By Dan Haag
Who doesn’t love vacation? I love time away from work, chores and the other regular, often mind-numbing monotony of everyday life. For me, vacations are a must, as essential to my continued well-being as oxygen or beer.
If I’m being completely honest, you NEED me to have a vacation. As someone who works with the public, I can’t be held responsible for how I might react to having my vacation rights revoked. The results would probably be something along the lines of when those cute, cuddly creatures in the film “Gremlins” were exposed to water.
For folks who live on the Oregon coast, summer is when you plan your vacation — not take it. Getting away in the middle of summer is impossible. Asking for time off during the high-season is a non-starter with most employers. At a restaurant where I worked, I was told, in no uncertain terms by management, that asking for a day off would get you laughed out of the room; taking a day off in the summer was an offense akin to treason. The comparison was a fair one: both are punishable by death by firing squad.
So we set our sights on winter when the driving rain lets us feel pretty darn smug about jetting off to Maui or Cabo.
Planning is most of the fun. Tables become littered with brochures and magazines from our destination. Luggage gets pulled out of storage. Plans are made to lose weight and discarded almost immediately. It’s a glorious time.

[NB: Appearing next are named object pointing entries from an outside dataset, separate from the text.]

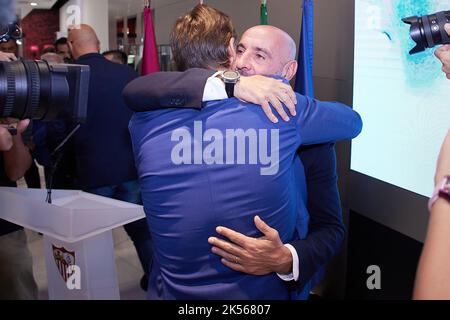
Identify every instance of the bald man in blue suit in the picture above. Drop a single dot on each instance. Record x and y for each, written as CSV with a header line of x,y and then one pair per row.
x,y
231,192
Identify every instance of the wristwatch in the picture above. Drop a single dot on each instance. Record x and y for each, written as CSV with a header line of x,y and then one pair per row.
x,y
442,191
230,78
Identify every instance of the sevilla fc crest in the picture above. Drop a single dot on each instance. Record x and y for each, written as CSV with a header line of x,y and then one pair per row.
x,y
63,259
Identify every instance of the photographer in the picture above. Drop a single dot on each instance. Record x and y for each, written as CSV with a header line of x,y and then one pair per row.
x,y
443,54
16,267
433,280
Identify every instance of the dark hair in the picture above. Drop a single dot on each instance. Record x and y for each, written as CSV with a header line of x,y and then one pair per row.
x,y
201,38
118,56
60,41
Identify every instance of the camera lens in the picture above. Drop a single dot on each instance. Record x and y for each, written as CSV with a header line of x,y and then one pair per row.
x,y
428,31
30,90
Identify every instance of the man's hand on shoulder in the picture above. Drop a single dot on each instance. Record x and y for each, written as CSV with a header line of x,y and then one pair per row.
x,y
250,255
265,91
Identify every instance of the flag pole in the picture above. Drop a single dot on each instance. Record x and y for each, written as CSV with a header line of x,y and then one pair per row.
x,y
264,14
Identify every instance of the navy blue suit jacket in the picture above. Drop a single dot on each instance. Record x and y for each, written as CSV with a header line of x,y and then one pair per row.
x,y
326,228
103,149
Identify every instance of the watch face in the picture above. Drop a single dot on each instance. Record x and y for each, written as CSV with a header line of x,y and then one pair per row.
x,y
231,75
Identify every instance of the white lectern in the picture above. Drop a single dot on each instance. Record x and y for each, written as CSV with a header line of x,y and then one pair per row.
x,y
77,229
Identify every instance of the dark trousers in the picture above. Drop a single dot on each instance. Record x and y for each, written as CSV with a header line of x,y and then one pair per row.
x,y
138,231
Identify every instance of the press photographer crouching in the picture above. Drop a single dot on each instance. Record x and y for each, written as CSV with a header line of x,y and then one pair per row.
x,y
38,91
16,267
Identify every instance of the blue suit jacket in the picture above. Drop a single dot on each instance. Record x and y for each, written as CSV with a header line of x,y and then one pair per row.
x,y
231,194
325,229
102,145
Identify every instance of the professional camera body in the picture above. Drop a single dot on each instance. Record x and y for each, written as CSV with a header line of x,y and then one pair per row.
x,y
41,91
35,89
428,31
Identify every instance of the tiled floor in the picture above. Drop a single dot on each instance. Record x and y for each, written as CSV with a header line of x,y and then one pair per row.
x,y
128,266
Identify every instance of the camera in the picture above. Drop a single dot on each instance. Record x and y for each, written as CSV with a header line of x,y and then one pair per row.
x,y
35,89
428,31
41,91
9,29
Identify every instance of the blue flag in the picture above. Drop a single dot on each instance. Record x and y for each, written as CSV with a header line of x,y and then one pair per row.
x,y
304,80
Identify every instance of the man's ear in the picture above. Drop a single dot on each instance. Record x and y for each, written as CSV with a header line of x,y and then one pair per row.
x,y
290,69
232,49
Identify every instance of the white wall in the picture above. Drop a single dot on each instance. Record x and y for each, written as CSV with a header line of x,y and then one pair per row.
x,y
94,13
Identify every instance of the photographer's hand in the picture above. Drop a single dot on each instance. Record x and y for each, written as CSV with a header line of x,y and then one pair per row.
x,y
17,160
443,165
443,54
7,56
265,91
5,139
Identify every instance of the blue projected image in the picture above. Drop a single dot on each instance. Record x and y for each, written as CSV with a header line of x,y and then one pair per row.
x,y
402,98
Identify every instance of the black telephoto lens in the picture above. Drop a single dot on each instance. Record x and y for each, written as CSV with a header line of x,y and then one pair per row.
x,y
30,90
428,31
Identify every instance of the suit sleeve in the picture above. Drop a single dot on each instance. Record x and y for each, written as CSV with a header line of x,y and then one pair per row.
x,y
326,227
167,90
323,122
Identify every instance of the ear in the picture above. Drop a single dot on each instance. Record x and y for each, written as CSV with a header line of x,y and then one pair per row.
x,y
290,69
232,49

Maps are the best part. Full of color and symbols and stretches of highway we haven’t yet discovered, they contain a treasure trove of knowledge.
I love maps.
Which brings me to my point: in the name of all that is holy, some of you need to use a map more often.
This request comes from the very fiber of my being to all of you about to set out on your vacation voyage. Because we both know what will happen if you don’t. You’ll consult your GPS and end up in my driveway asking if this is the way to the State Park and I’ll answer by spraying you with the hose and it’ll just turn into a whole thing.
It feels like map use is becoming extinct, and it shows. I’ve met people who ask me where the ocean is less a hundred feet from the beach. I’ve been asked if the sun sets in the west on this coast. I’ve been asked if Neahkahnie Mountain is Mt. Saint Helens. At least one of those questions could have been answered with 5 minutes of quiet time and a AAA road atlas.
Without a trusty map, travelers seem to treat distances as a novel concept. Recently, someone told me they were starting their day out in Manzanita, lunch in Tillamook, jaunting over to wine country to tour several vineyards, down to Crater Lake for a hike, back over to the Oregon Dunes, and back in Manzanita in time for a 7 pm dinner reservation. After containing the mushroom clouds going off in my skull, I calmly explained to them they might need to add another day or two to their itinerary. Or invent some sort of time machine. I offered them a map, which they refused and it was the last I ever saw of them. I often wonder if they are still out there somewhere, wandering the wilderness, glassy-eyed and arguing over why they didn’t use a map.
Maps are fun, much more than GPS or Google Maps. A lot more accurate, too. Every time I’ve driven somewhere using a map, I get there without a hitch: “Look there!” I exclaim. “It’s Yellowstone, just like it said on the map it would be!” (end scene).
My one and only experience with GPS promised to take me to a Costco store, but instead led me to an empty field with a half-rusted sign that looked suspiciously like a radiation warning. The many craters that pocked the field gave it that sort of “haunted mine field” look. My wife, ever-helpful, suggested I had used the GPS wrong.
Well, of course I had! Not having a degree from MIT, chances are pretty decent that I did indeed use the GPS incorrectly, especially since most of the keys and symbols looked like ancient Aramaic.
Never once with a good old paper map did I have that kind of problem. Or at least once I did, I never repeated the same mistake twice.
Maps are cheap, often free, and always fun. They don’t have to be recharged and are easy to replace.
Most importantly, they save you the heartache of being in a stranger’s driveway and getting sprayed with a garden hose when you could be on the road to your real destination.